Tuesday, January 6, 2009

Change Management: Return on Investment

There are few studies about how much organizational change management (OCM) contributes to return on investment (ROI) of large projects. What we know, however, is that many change projects fail to meet their original targets and milestones. A few years ago, McKinsey pubished a study based on 40 large scale industrial change projects. They found out that the ROI of such projects was 143% when an excellent OCM program was part of the initiative; but only 35% when there was a poor OCM program or no program. PricewaterhouseCoopers' 2004 study of 200 companies found a clear link between change management, high performance and a high project management maturity level. Source: “Boosting Business Performance through Programme and Project Management”, September 2004. They found that 59% of project failures are caused by organizational aspects.

Natalie L. Petouhoff, PhD, Tamra Chandler, and Beth Montag-Schultz published a nice article on the topic: The Business Impact of Change Management. Citing the above mentioned McKinsey study, they write:

The 11 most unsuccessful companies in the McKinsey study had poor change management, which showed up as the following:

* Lack of commitment and follow through by senior executives;
* Defective project management skills among middle managers;
* Lack of training of and confusion among frontline employees.

The 11 most successful companies in the study had excellent OCM programs:

* Senior and middle managers and frontline employees were all involved;
* Everyone's responsibilities were clear;
* Reasons for the project were understood and accepted throughout the organization.
Prosci has developed an ROI model for change projects. They say that there are three decisive human factors in such a project that determine the ROI:
  • Speed of adoption (how quickly employees begin using the new process, system, technology or tools the change introduces)
  • Ultimate utilization (how many employees are engaged and practicing the 'new way of doing things' created by the project or initiative)
  • Proficiency (how effective employees are when they do implement the change)


Here is a little fictual scenario / case study:

A global fruit exporter wants to implement a software that helps them to analyze the international market trends for their products. For the sake of the example let's say it is all about bananas.

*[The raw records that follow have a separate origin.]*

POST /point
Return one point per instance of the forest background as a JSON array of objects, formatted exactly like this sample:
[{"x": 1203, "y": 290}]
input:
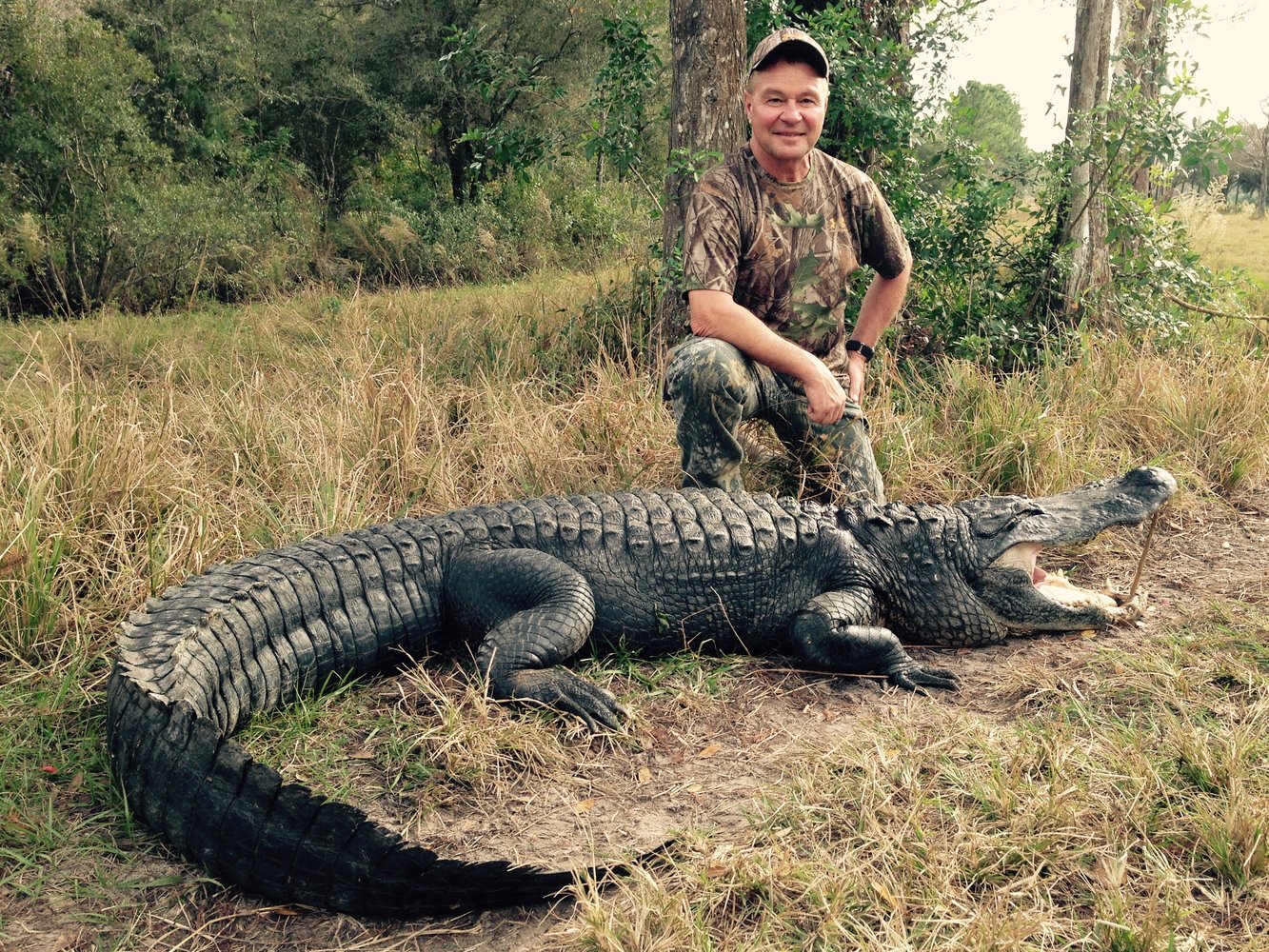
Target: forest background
[
  {"x": 274, "y": 269},
  {"x": 159, "y": 155}
]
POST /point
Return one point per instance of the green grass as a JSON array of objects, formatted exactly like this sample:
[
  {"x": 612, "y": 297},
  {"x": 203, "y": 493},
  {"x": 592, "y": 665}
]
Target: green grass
[{"x": 138, "y": 449}]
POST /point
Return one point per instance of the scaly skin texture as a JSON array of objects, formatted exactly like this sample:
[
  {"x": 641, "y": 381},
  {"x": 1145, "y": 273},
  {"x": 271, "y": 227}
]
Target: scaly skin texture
[{"x": 529, "y": 583}]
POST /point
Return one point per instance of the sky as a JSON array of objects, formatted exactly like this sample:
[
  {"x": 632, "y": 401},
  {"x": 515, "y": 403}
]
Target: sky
[{"x": 1023, "y": 45}]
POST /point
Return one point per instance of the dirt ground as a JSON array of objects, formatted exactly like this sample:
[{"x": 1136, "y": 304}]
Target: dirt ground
[{"x": 692, "y": 762}]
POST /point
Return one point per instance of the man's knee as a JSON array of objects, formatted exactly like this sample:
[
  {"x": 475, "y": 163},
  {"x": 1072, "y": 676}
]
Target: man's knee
[{"x": 705, "y": 367}]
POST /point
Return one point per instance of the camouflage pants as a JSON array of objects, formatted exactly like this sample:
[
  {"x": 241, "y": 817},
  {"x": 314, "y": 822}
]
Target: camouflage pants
[{"x": 713, "y": 387}]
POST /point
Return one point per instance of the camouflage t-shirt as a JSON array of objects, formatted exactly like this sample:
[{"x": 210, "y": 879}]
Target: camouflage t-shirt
[{"x": 785, "y": 250}]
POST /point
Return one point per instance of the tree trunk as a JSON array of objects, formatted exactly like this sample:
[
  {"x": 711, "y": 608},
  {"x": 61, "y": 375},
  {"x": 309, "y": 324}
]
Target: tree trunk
[
  {"x": 705, "y": 116},
  {"x": 1085, "y": 220},
  {"x": 1264, "y": 163}
]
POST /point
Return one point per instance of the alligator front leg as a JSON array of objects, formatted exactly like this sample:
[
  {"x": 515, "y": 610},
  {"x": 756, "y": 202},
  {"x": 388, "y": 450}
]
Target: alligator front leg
[
  {"x": 837, "y": 631},
  {"x": 534, "y": 613}
]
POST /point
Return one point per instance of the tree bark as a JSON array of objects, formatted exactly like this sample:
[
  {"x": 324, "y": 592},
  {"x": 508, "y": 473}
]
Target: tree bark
[
  {"x": 707, "y": 41},
  {"x": 1085, "y": 220}
]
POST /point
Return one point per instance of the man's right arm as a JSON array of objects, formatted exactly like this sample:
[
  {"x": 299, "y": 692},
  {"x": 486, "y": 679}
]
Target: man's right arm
[{"x": 716, "y": 315}]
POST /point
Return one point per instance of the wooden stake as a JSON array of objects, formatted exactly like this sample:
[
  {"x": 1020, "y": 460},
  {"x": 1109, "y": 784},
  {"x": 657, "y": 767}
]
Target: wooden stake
[{"x": 1145, "y": 548}]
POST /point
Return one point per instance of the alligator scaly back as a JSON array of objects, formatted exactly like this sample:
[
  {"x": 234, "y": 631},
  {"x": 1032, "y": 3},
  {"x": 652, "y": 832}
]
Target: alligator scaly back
[{"x": 244, "y": 639}]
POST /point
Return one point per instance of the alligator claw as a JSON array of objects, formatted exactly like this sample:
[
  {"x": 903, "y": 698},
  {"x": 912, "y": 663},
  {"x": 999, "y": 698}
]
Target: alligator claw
[
  {"x": 566, "y": 692},
  {"x": 917, "y": 677}
]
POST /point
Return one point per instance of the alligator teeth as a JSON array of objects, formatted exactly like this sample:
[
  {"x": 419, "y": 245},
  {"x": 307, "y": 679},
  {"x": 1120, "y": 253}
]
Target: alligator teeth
[{"x": 1059, "y": 588}]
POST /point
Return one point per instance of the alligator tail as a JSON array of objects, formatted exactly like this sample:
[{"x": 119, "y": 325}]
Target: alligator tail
[
  {"x": 247, "y": 638},
  {"x": 237, "y": 818}
]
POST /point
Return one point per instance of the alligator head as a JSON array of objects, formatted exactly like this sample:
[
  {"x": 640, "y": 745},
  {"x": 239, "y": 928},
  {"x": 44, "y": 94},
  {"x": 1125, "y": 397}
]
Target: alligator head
[{"x": 967, "y": 574}]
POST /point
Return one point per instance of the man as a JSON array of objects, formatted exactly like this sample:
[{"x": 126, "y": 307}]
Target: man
[{"x": 770, "y": 240}]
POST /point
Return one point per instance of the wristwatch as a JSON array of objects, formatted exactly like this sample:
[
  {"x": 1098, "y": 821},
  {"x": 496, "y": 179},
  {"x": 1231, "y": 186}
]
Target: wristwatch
[{"x": 863, "y": 349}]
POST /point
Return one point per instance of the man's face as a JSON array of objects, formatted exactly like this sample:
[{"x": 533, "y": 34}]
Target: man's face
[{"x": 785, "y": 106}]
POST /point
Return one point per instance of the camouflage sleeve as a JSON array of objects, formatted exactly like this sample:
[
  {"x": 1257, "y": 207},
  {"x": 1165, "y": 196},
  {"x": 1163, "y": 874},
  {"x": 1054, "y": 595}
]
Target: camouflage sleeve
[
  {"x": 882, "y": 244},
  {"x": 711, "y": 239}
]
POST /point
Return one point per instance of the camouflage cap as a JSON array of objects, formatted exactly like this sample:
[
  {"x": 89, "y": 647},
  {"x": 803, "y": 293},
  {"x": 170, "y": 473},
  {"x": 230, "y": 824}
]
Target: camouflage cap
[{"x": 789, "y": 34}]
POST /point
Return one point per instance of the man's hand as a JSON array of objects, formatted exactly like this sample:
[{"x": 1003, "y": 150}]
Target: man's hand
[
  {"x": 857, "y": 369},
  {"x": 825, "y": 399}
]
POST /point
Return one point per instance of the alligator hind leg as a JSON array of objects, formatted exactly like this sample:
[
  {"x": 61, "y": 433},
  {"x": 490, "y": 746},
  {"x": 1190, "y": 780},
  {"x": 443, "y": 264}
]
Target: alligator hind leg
[
  {"x": 834, "y": 632},
  {"x": 536, "y": 612}
]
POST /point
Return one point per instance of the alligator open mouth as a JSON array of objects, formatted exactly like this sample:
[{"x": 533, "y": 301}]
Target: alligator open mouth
[{"x": 1054, "y": 585}]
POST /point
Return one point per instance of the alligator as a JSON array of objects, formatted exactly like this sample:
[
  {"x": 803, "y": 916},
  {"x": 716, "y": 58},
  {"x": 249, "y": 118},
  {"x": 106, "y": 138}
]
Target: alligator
[{"x": 525, "y": 585}]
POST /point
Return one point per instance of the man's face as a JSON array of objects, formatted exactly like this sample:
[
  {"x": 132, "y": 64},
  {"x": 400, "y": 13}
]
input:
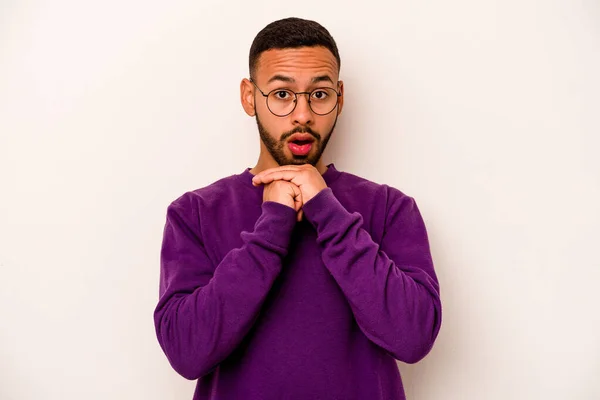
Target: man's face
[{"x": 300, "y": 70}]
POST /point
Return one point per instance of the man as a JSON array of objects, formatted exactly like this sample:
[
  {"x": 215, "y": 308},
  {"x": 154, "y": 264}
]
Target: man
[{"x": 294, "y": 280}]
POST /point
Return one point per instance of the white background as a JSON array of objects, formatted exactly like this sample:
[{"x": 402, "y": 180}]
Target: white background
[{"x": 487, "y": 112}]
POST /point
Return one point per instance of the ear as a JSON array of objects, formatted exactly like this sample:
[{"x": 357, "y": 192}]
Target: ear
[
  {"x": 247, "y": 96},
  {"x": 341, "y": 97}
]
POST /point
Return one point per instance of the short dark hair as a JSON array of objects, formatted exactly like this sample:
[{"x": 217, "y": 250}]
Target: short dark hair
[{"x": 291, "y": 32}]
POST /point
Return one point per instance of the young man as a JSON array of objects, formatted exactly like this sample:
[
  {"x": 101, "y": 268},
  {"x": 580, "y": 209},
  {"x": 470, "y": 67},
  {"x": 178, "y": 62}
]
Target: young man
[{"x": 294, "y": 280}]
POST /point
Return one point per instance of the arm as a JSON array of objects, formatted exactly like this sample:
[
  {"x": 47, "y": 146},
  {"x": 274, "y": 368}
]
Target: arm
[
  {"x": 204, "y": 311},
  {"x": 392, "y": 288}
]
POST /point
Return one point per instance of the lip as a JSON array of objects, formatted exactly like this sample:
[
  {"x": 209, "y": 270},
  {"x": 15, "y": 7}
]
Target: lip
[
  {"x": 301, "y": 150},
  {"x": 301, "y": 136}
]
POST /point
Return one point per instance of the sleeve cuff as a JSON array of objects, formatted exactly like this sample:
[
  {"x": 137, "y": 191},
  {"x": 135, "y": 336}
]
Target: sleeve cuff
[
  {"x": 276, "y": 223},
  {"x": 324, "y": 208}
]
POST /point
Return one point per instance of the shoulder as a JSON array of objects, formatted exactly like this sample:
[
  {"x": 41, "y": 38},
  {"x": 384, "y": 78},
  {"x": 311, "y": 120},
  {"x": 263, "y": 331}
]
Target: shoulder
[
  {"x": 359, "y": 187},
  {"x": 207, "y": 196}
]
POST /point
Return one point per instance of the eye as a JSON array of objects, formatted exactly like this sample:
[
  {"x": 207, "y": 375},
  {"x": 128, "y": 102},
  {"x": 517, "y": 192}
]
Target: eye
[
  {"x": 320, "y": 94},
  {"x": 282, "y": 95}
]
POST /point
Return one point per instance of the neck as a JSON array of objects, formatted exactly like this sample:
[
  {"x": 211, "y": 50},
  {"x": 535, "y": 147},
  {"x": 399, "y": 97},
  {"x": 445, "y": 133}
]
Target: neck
[{"x": 264, "y": 163}]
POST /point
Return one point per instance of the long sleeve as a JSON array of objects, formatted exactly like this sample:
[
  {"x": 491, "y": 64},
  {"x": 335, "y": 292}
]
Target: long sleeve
[
  {"x": 391, "y": 287},
  {"x": 204, "y": 311}
]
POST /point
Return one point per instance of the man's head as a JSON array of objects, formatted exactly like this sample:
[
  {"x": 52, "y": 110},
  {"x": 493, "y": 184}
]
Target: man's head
[{"x": 293, "y": 55}]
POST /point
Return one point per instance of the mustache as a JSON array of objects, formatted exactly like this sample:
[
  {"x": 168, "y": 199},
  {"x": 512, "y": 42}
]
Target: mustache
[{"x": 301, "y": 129}]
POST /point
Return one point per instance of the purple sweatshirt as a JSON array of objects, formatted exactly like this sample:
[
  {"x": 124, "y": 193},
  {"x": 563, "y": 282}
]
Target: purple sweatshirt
[{"x": 255, "y": 305}]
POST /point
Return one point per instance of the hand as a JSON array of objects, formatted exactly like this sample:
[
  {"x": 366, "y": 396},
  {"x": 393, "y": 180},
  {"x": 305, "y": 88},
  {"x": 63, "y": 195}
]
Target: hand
[
  {"x": 306, "y": 177},
  {"x": 285, "y": 193}
]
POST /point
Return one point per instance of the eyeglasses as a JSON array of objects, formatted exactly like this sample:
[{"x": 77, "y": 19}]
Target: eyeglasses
[{"x": 282, "y": 102}]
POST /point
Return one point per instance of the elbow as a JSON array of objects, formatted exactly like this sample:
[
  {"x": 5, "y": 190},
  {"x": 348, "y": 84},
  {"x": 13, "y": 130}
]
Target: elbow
[
  {"x": 413, "y": 351},
  {"x": 190, "y": 365},
  {"x": 189, "y": 370},
  {"x": 189, "y": 360},
  {"x": 415, "y": 354}
]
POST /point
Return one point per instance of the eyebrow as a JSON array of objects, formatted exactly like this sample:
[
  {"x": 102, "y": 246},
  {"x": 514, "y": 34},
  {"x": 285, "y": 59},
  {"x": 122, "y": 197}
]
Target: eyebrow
[{"x": 283, "y": 78}]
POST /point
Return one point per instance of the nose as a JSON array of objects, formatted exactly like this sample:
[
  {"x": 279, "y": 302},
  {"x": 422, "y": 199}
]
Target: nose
[{"x": 302, "y": 114}]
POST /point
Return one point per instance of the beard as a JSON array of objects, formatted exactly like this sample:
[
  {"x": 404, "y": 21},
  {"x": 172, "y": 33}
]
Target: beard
[{"x": 277, "y": 147}]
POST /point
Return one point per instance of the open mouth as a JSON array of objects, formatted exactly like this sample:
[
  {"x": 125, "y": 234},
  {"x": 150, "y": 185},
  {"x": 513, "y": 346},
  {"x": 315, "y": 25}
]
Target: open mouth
[{"x": 300, "y": 147}]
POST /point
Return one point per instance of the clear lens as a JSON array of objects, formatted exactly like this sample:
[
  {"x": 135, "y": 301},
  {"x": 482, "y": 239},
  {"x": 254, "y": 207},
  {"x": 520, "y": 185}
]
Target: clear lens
[{"x": 282, "y": 102}]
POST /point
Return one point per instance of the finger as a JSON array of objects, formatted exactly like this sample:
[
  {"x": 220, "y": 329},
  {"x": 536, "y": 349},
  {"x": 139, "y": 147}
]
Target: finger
[
  {"x": 286, "y": 175},
  {"x": 276, "y": 169}
]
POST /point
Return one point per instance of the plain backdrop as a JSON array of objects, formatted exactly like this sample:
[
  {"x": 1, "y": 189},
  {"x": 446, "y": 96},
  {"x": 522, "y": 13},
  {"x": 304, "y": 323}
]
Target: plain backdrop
[{"x": 486, "y": 112}]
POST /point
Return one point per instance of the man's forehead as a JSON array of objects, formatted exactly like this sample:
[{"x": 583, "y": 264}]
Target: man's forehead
[{"x": 306, "y": 64}]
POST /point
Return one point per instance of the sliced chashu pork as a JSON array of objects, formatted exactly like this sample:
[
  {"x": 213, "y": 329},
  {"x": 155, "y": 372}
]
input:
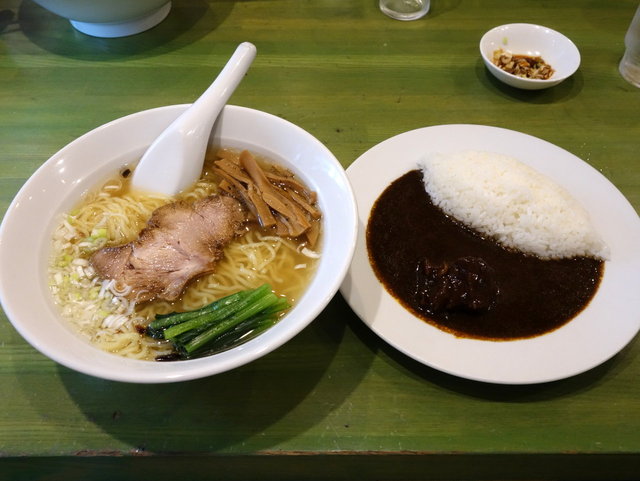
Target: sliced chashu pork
[{"x": 180, "y": 242}]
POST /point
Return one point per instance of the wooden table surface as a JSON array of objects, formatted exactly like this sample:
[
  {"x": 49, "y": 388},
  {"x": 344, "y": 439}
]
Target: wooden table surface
[{"x": 336, "y": 402}]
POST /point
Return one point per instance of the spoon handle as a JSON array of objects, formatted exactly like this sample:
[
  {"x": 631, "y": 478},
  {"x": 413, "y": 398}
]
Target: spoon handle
[{"x": 174, "y": 160}]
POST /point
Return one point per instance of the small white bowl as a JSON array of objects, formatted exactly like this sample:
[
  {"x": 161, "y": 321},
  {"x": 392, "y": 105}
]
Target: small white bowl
[
  {"x": 110, "y": 18},
  {"x": 26, "y": 234},
  {"x": 535, "y": 40}
]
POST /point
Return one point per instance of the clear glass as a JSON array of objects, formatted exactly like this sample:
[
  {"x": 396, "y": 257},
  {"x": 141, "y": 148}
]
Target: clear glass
[
  {"x": 405, "y": 9},
  {"x": 630, "y": 63}
]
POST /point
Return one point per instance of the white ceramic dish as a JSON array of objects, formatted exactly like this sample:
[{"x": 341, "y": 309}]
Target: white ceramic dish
[
  {"x": 110, "y": 18},
  {"x": 534, "y": 40},
  {"x": 608, "y": 323},
  {"x": 57, "y": 185}
]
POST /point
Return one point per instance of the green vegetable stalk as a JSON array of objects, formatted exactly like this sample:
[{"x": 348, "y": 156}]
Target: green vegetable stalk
[{"x": 220, "y": 325}]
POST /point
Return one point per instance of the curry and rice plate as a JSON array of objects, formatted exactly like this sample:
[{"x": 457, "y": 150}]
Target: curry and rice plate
[{"x": 483, "y": 246}]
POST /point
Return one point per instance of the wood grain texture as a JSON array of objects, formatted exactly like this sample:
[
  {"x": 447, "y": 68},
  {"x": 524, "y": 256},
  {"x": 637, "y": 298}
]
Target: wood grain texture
[{"x": 336, "y": 401}]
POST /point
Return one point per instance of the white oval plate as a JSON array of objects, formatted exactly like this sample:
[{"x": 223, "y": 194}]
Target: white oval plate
[{"x": 610, "y": 321}]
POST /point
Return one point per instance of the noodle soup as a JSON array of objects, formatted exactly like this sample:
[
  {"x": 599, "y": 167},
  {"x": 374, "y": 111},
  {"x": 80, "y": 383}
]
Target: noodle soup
[{"x": 100, "y": 310}]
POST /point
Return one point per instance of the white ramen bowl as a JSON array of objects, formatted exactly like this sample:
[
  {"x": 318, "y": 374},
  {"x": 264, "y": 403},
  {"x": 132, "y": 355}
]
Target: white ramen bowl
[
  {"x": 534, "y": 40},
  {"x": 58, "y": 184}
]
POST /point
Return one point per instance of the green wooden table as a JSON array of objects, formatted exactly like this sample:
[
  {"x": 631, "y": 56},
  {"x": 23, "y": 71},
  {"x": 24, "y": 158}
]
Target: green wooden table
[{"x": 336, "y": 402}]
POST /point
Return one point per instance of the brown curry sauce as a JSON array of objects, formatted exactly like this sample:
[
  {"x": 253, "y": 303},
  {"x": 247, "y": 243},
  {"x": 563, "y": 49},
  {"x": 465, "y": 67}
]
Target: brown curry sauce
[{"x": 534, "y": 296}]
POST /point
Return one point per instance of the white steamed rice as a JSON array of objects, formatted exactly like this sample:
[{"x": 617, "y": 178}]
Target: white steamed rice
[{"x": 512, "y": 203}]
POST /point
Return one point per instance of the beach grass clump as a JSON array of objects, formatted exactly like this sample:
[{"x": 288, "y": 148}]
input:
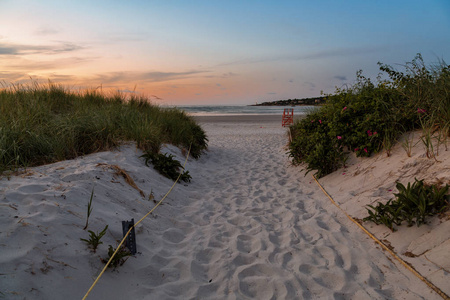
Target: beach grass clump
[
  {"x": 413, "y": 203},
  {"x": 368, "y": 117},
  {"x": 44, "y": 124}
]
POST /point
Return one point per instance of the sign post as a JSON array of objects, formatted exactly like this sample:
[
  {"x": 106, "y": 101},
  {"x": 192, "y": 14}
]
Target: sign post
[{"x": 288, "y": 117}]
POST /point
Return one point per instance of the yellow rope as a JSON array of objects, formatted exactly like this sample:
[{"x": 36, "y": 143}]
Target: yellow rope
[
  {"x": 129, "y": 230},
  {"x": 406, "y": 265}
]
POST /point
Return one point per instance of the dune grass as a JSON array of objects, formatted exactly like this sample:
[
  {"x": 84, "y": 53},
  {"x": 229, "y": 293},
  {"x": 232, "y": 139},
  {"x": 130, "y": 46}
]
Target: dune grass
[
  {"x": 369, "y": 117},
  {"x": 44, "y": 124}
]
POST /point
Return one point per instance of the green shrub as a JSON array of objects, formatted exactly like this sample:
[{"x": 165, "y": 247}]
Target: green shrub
[
  {"x": 94, "y": 238},
  {"x": 412, "y": 204},
  {"x": 367, "y": 117},
  {"x": 166, "y": 166}
]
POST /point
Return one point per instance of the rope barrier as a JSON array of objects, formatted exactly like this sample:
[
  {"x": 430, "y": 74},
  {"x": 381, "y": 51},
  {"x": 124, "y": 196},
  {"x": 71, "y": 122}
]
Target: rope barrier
[
  {"x": 131, "y": 227},
  {"x": 405, "y": 264}
]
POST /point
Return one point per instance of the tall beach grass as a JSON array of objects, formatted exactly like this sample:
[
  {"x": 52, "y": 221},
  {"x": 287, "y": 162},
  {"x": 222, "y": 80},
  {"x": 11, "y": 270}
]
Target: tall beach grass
[
  {"x": 41, "y": 124},
  {"x": 370, "y": 116}
]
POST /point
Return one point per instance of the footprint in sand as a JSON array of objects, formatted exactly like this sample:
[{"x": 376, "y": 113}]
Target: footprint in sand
[
  {"x": 247, "y": 244},
  {"x": 174, "y": 236}
]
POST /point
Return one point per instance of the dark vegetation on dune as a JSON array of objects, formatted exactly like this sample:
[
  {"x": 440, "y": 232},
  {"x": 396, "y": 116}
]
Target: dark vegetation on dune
[{"x": 368, "y": 117}]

The new software would allow them to better track local retail prices in their markets, as well as forcast productivity changes, producer prices, the impact of changing weather conditions, consumer trends, etc. The implementation costs of the software without change management intervention are estimated at around US$ 4 million.

The core of the software is a user interface that is integrated with the existing company's enterprise system (ERP), but is basically based on a web 2.0 functionality - the employees of the company are required and requested to enter all kind of information into a system that is acessible to them. Through intelligent filters, those data are converged and condensed. Weekly reports are available to the decision makers in the company.

Originally, all levels of the company welcomed the idea of the new software. However, when it came to implementation of the system it turned out that the employees did not contribute to the dynamic data base. Half a year after after the official launch of the software, results were far beyond expectations, and adoption rates were low.

Management called in a consulting company which carried out a change management programme including the following steps:

a) a stakeholder analysis, involving 500 employees worldwide,
b) an internal communication campaign,
c) 10 smaller workshops, each involving 20-30 employees, and management staff,
d) one larger workshop involving 400 employees plus the entire top management level

The investment for these intervention was US$ 1 million, so the entire investment for the implementation of the software was US$ 6 million.

As a result, utilization rate of the new system doubled, finally leading to a 10% increase of profit of the banana trade. At an annual turnover of US$ 100, and a profit before taxes of US$ 30 million, profit rose by US$ 3 million. For simplicity reasons we assume that opportunity costs and deprecitation for the investment were US$ 1 million. The total investement plus opportunity costs plus depriciation was US$ 6 million showing that the investment was profitable after 2 years. Without the change management intervention, profitability increase from the intervention would have been US$ 1.5 million annually. So, the change management intervention was clear justfiable and profitable.

Change management interventions are needed in good or bad times. When proporly planned and adequately funde, they increase adoption rates, utiliztation and proficiency. However, most companies believe that one shot workshop, glossy brochures etc. do the trick. I believe that in future - given rising uncertainty and complexity - projects will need roughly 10% of their original budget for change management interventions. Time is money!